Wodniczka Aquatic Warbler Acrocephalus paludicola

Mateusz Matysiak

Wodniczka Aquatic Warbler Acrocephalus paludicola



Mała, niepozorna, wielkości Wróbla - i do niego, a konkretnie do niej (Wróblicy) podobna. Mimo to, wśród specjalistów i tzw. birdwatcherów (obserwatorów ptaków), jest bez wątpienia jednym z najsłynniejszych i najbardziej pożądanych europejskich ptaków.  Żaden inny ptak nie rozsławił też imienia naszego kraju tak bardzo jak Wodniczka właśnie – przynajmniej w kręgach ornitologicznych oraz wśród europejskich komisarzy. Żeby ją zobaczyć, ciągnęły i ciągną na Biebrzańskie Bagna wycieczki z całego świata. Japończycy nawet czarterowali samoloty w tym celu.
 
Wszystko dlatego, że poza pojedynczymi wyjątkami, nad Biebrzą żyje cała polska populacja: 2670-3850 samczyków - oraz być może, mniej więcej tyle samiczek.
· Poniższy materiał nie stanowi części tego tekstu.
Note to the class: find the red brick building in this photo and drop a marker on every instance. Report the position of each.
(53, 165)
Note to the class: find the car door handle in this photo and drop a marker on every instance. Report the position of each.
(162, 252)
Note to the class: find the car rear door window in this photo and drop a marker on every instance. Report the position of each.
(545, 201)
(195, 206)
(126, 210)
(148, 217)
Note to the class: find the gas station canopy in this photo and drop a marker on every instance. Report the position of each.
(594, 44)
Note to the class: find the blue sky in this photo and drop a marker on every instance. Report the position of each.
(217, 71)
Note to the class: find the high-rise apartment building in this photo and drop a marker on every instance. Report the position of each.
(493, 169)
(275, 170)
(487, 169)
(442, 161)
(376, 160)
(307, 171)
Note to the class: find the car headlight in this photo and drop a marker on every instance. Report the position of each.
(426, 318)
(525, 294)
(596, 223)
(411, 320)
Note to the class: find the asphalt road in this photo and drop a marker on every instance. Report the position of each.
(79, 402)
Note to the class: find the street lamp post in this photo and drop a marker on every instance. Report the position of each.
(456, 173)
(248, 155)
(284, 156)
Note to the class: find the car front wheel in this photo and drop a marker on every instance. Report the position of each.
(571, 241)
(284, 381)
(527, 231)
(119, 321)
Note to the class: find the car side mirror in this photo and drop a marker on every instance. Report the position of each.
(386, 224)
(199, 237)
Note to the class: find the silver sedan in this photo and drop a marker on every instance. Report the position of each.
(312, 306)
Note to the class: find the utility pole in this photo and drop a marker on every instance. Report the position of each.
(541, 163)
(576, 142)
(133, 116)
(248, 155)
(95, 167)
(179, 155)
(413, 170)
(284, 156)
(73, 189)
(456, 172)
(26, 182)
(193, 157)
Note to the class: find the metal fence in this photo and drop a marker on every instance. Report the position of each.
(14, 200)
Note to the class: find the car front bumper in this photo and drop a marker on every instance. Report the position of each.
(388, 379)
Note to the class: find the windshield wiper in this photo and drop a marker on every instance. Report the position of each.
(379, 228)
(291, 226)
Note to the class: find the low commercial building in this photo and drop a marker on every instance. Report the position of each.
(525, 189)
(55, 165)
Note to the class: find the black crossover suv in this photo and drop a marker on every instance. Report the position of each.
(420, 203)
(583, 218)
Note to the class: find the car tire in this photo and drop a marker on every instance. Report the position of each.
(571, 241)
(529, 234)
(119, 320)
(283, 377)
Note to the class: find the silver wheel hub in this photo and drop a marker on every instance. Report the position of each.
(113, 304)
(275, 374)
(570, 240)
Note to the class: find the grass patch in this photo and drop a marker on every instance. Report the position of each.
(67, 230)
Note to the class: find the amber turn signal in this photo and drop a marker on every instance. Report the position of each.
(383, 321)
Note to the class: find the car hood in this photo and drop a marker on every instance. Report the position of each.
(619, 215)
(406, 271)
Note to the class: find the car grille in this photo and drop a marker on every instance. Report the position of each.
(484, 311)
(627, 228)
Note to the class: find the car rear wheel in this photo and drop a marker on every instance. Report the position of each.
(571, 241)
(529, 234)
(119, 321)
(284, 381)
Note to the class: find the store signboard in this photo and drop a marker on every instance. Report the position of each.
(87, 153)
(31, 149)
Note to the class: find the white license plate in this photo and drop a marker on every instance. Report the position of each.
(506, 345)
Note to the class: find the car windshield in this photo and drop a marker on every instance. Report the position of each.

I jeszcze kilka lat temu wydawało się, że była to większość całej światowej populacji. Na szczęście okazało się, że Białorusini i Ukraińcy też mają swoje Wodniczki – i może nawet więcej.
 
Wodniczka jest bardzo konserwatywna w wyborze miejsca do życia. Potrzebuje dzikich, mocno podmokłych łąk. W gęstwinie bagiennej roślinności znajduje schronienie dla siebie, gniazd i piskląt - oraz duży wybór drobnych owadów i bezkręgowców. To ważne, bo samiczka sama wychowuje wiecznie głodne pisklęta. Każde może mieć innego ojca. I każde mogło być poczęte w akcie trwającym nawet… 45 minut! I chociaż nie do Wodniczki należy światowy rekord w tej kategorii, to europejski już tak!
 
Trudno w to dzisiaj uwierzyć, ale Wodniczka była kiedyś pospolitym gatunkiem prawie w całej Europie. Zniknęła tak samo, jak krajobrazy od których zależy. Praktycznie wszystkie większe doliny rzeczne uregulowano, a bagienne łąki osuszono i zamieniono na pola, fabryki i miasta…
 
Wodniczka jest gatunkiem wędrownym, co czyni jej przyszłość jeszcze bardziej niepewną. Co gorsza, po wielu latach badań i poszukiwań, okazało się że prawie wszystkie ptaki spędzają zimę w jednej zaledwie lokalizacji w Senegalu. Wystarczy, że zniszczone zostaną tamtejsze mokradła, a cały gatunek przestanie istnieć. Powodów może być wiele: władze postanowią osuszyć teren, dokonają tego pustynnienie i zmiany klimatyczne, zatrucie lub inna katastrofa ekologiczna. Podobne problemy i niepewny los dotyczy wielu wędrownych gatunków, których przetrwanie zależy dzisiaj od jednego zaledwie punktu na Ziemi. Od naszej woli lub tylko przypadku.